|« Freethinking Awakenings, Part 8: Revelation and Apocalypse||Is Capital Punishment ever Justified? »|
Is Euthanasia Morally Acceptable?
Is Euthanasia Morally Acceptable?
Probably most of us have had experiences with friends or relatives who suffered greatly towards the end of their lives. Some of you reading this may even have loved ones who are terminally ill and forced to endure significant and unrelenting pain. There are limits to how far modern medicine can go in alleviating this pain.
Anyone who sees and hears the anguish of someone dear to them will to some extent share in this suffering and will desperately wish to end the suffering that the other is experiencing. If it happens that the doctors and the medications are not able to put an end to the constant pain, then there are some terminally ill patients who will wish to end their lives, but are unable or unwilling to do this themselves. In such situations, there are likely close loved ones who want to assist in the suicide of the one who is terminally ill, because this would mean that the suffering would finally end. But is the practice of euthanasia morally acceptable?
Certainly it is natural for us to want to prevent others whom we hold dear from suffering unnecessarily. And it does seem undignified to force people who are terminally ill to live their lives until they die naturally when they are forced to endure constant suffering. Euthanasia means “good death” because it is supposed to be a way for someone to die with dignity.
That being said however, I believe that euthanasia is morally wrong. The problem with this is that it puts happiness vs. suffering ahead of life itself. Arguments in favor of euthanasia seem to imply that life is only worth living if one is happy. The truth is that everyone suffers in life and we have the ability to endure it though positive thinking and focus. Those who want to commit suicide or to assist others in suicide are probably focusing too much on the suffering and not enough on the inherent ability of the mind to endure suffering and find meaning that transcends any negative feelings.

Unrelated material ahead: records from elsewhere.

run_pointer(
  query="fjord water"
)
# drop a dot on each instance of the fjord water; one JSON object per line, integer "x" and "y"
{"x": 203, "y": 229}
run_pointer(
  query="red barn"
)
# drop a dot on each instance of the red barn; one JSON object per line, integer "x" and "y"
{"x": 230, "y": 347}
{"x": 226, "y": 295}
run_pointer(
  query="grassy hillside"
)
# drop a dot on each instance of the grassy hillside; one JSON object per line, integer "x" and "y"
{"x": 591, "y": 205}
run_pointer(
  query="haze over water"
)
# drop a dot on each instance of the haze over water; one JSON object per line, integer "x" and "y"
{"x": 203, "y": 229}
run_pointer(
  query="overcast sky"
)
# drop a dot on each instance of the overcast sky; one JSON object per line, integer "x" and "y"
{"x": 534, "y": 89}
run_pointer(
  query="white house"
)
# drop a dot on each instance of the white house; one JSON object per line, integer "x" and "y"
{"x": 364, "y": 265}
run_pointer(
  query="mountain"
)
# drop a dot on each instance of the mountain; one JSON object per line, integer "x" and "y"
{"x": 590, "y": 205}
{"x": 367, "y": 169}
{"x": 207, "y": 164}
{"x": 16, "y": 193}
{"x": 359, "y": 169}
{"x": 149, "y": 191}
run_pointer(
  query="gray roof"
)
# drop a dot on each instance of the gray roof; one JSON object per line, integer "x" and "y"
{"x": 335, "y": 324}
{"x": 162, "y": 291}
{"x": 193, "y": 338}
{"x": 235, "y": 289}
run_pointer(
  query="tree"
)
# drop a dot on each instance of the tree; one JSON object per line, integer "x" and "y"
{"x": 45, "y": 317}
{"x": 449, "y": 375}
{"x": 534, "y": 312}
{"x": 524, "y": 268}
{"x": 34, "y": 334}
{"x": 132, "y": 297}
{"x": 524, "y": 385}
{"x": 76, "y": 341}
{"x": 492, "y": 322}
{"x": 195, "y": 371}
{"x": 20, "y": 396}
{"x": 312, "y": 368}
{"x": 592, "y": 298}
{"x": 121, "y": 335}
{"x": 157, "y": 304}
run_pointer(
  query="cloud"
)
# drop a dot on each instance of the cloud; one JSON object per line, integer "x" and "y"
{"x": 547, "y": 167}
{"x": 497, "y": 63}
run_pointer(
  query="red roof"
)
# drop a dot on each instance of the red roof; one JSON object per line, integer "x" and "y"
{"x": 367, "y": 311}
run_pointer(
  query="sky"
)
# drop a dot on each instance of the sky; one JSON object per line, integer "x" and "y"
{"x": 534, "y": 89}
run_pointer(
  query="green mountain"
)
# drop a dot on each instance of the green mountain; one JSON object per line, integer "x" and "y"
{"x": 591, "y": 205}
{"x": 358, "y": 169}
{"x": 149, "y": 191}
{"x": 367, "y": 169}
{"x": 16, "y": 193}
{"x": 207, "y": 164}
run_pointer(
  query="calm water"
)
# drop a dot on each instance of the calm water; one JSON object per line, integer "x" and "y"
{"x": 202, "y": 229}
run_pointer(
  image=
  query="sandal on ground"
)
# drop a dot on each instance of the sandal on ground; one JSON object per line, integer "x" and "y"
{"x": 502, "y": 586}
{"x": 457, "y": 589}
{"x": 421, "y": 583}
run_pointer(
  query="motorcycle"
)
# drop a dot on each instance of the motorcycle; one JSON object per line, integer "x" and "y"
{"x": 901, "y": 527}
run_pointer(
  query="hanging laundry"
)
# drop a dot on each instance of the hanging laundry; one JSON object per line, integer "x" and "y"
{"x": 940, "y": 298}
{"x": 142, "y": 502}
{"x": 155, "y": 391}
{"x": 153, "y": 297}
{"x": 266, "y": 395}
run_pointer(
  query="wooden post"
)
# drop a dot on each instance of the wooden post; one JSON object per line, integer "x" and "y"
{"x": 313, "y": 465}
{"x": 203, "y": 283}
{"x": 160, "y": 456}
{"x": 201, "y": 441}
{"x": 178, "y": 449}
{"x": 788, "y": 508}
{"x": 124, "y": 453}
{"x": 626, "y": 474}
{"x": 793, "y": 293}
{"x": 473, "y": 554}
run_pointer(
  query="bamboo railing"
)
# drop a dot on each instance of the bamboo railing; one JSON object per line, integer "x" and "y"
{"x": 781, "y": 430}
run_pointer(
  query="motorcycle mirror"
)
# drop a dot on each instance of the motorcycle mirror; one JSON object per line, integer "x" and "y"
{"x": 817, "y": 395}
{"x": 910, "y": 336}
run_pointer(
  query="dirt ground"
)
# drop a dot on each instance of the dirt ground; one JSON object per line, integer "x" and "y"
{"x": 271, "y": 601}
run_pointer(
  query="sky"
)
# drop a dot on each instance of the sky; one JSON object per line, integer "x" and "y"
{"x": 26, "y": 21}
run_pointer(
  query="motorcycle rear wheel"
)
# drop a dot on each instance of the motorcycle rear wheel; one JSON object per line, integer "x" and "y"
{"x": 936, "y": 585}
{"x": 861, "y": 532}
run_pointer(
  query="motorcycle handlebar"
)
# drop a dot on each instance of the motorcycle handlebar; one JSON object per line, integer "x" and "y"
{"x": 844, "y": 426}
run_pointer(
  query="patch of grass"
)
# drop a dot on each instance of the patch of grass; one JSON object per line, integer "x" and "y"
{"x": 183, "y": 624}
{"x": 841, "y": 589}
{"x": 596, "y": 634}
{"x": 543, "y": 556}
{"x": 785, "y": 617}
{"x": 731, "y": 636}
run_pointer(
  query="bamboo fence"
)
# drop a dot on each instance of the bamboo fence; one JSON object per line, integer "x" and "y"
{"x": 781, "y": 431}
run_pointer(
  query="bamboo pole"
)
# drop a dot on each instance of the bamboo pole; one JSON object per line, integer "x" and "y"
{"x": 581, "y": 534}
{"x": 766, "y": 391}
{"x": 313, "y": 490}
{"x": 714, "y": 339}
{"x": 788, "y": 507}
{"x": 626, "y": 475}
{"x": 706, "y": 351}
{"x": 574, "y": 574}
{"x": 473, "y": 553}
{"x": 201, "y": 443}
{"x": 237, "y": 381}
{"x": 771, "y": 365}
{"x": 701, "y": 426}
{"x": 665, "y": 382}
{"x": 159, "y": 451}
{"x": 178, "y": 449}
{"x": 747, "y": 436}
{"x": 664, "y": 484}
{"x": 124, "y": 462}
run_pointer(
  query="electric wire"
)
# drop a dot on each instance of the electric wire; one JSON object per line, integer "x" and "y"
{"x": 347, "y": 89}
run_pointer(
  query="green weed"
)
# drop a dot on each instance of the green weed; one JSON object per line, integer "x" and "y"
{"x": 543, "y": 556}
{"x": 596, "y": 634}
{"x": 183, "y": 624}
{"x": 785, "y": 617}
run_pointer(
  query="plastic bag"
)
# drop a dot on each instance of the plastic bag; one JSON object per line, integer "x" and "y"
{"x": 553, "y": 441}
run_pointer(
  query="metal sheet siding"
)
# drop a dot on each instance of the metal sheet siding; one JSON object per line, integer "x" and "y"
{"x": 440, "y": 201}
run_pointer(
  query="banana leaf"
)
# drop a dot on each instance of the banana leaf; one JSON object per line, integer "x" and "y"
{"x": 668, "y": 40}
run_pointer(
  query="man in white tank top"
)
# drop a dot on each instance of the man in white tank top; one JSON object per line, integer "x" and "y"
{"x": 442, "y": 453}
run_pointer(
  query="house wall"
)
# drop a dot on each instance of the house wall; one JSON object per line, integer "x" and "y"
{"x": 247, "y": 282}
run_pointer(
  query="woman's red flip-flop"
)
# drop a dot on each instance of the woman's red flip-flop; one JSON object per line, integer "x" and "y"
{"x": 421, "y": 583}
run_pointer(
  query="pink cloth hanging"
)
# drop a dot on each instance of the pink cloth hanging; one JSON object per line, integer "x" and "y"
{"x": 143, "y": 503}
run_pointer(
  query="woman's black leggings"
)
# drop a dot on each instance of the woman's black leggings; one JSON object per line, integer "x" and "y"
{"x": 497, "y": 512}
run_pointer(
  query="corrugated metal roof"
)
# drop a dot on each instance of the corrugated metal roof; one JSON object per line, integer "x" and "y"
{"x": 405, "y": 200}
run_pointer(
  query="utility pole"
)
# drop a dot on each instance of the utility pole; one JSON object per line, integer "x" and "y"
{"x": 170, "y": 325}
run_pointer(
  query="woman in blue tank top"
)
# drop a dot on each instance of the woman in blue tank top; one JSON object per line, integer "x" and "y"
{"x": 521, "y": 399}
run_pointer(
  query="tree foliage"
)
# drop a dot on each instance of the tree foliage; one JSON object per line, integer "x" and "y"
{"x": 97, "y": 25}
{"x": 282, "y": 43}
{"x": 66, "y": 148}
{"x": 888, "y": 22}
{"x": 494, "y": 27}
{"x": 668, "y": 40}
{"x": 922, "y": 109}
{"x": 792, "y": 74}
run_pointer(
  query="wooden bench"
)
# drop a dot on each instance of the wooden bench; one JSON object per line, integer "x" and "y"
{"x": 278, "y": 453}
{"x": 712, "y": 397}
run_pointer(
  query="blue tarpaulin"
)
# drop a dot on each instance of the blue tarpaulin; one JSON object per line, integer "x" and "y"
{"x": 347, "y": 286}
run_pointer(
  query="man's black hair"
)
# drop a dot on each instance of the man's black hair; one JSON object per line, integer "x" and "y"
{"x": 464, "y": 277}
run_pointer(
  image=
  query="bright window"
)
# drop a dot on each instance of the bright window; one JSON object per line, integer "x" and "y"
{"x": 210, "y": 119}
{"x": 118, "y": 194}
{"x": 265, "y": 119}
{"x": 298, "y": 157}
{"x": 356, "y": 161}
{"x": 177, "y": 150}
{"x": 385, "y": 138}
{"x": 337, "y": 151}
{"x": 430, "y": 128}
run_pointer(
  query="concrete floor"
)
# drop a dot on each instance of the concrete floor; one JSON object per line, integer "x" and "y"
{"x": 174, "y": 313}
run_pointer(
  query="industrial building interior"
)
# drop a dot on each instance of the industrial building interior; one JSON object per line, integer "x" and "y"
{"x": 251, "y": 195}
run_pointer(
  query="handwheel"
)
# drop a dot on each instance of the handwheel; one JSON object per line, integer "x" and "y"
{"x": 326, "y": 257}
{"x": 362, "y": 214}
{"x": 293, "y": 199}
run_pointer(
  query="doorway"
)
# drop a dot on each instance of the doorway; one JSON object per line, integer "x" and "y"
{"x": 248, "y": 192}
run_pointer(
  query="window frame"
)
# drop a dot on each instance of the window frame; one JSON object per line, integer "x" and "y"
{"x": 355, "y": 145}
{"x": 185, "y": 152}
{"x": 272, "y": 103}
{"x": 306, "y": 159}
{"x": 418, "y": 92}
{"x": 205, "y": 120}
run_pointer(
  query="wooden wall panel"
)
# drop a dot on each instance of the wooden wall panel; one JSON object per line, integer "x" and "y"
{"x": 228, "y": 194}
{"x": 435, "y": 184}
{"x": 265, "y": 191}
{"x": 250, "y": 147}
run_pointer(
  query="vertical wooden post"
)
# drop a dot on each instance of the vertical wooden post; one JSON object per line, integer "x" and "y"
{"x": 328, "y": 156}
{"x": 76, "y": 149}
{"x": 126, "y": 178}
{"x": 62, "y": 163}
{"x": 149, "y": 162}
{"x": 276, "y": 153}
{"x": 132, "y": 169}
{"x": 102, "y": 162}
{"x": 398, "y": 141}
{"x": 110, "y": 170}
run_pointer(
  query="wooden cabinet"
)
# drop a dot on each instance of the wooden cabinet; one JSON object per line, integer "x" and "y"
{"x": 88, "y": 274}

Of course we will all die eventually, and this will come sooner for those who are terminally ill. For anyone in such a condition, even a few more years of endurance is quite doable given the right determination and focus on the meaning of life. Anyone who is forced to endure suffering should be able to find their own dignity regardless of the circumstances and any of their loved ones should be able to do the same. The friends and family of terminally ill should never want them to die in order to end their suffering but should instead celebrate their lives and always keep in mind the inherent value of life that is incomparably more important than happiness or suffering. To say that live has immeasurable value is the same as saying that life is sacred.
If we, as a society, decide that the value of life is entirely based on the level of happiness vs. suffering that one experiences, then it seems to make sense that we should allow poor people to die as well. Of course, very few people will seriously entertain such a notion and this will likely sound abhorrent to most people. The truth is, however, that if we don't ground our morals in a foundation that makes sense, then there will be more creeping immorality that might blindside us. If we don't solidly proclaim that life has inherent value no matter what degree of suffering one might experience, then we are possibly opening ourselves up to actions that currently sound inhumane but might sound normal to majorities of people in the future.
Life is sacred and we should always seek to protect life and allow people to live until they die of natural causes. When we keep in mind the sanctity of life, there should always be personal dignity in life no matter how tough it gets.